The Department of Forensic Anthropology at Western Carolina University recently hosted a two-day continuing education class created in cooperation with the U.S. Department of Justice’s Bureau of Alcohol, Tobacco, Firearms and Explosives and attended by 24 federal, state and local fire investigators.
The March 7-8 class was developed by Nicholas Passalacqua, coordinator of WCU’s forensic anthropology program, in response to a request from Darren A. Solomon, senior special agent and certified fire investigator with the Charlotte Field Division of the Bureau of Alcohol, Tobacco, Firearms and Explosives.
“The processing of human remains in a fire scene is one of the most complex investigations an investigator can conduct, yet little forensic training on methodology is available,” Solomon said. “I am unaware of any other training in the United States that delivers the material we received that weekend. These students were all seasoned investigators, and every attendee commented about the breadth of new information they would take home to share with their peers.”

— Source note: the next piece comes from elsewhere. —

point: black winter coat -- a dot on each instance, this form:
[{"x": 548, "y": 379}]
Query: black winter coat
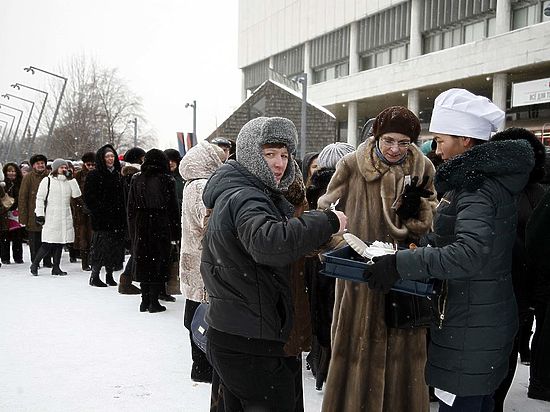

Topics covered during the course included the human skeleton; human and nonhuman osteology; trauma, decomposition and taphonomy; anthropological approaches to the study of burned remains; a burned bone laboratory; and forensic archaeology and fire scenes. At the conclusion of the class, participants took a tour of WCU’s Forensic Osteology Research Station, a human decomposition study facility.
“We were contacted asking if it would be possible to organize a continuing education course dealing with fire investigations, largely focusing on how to identify bone and how bodies burn,” Passalacqua said. “These are topics commonly covered by forensic anthropologists, so it seemed like a straightforward enough course to try out. I must say, I was surprisingly pleased with how the course ended up running as a first try.”
An updated version of the course is in the works toward a goal of offering it next spring, he said. The program frequently gets requests for site visits to its facilities and training sessions about the utility of forensic anthropology and human decomposition facilities. In addition, the program’s forensic anthropologists often assist law enforcement agencies with investigations and casework.